Does the NMME Capture a Recent Decadal Shift toward Increasing Drought Occurrence in the Southwestern United States?

Abstract

Abstract A global-scale decadal climate shift, beginning in 1998/99 and enduring through 2013, has been documented in recent studies, with associated precipitation shifts in key regions throughout the world. These precipitation shifts are most easily detected during March–May when ENSO effects are weak. Analyses have linked this climate shift to a shift in the Pacific decadal variability (PDV) pattern to its negative phase. Here the authors evaluate the predictive skill of the North American Multimodel Ensemble (NMME), and the CFSv2 model alone, in maintaining the observed precipitation shifts in seasonal forecasts, emphasizing the southwestern United States where deficient precipitation has tended to prevail since the late 1990s. The NMME hindcasts out to 6 months lead are found to maintain the observed decadal precipitation shifts in key locations qualitatively correctly, but with increasingly underestimated amplitude with increasing lead time. This finding holds in the separate CFSv2 model hindcasts. The decadal precipitation shift is relatively well reproduced in the southwestern United States. The general underestimation of the precipitation shift is suggested to be related to a muted reproduction of the observed shift in Pacific sea surface temperature (SST).

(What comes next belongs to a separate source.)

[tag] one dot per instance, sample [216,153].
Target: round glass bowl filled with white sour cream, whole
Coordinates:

This conclusion is supported by runs from a different (but overlapping) set of atmospheric models, which when forced with observed SST reproduce the decadal shifts quite well. Overall, the capability of the NMME model hindcasts to reflect the observed decadal rainfall pattern shift, but with weakened amplitude (especially at longer leads), underscores the broader challenge of retaining decadal signals in predictions of droughts and pluvials at seasonal-to-interannual time scales.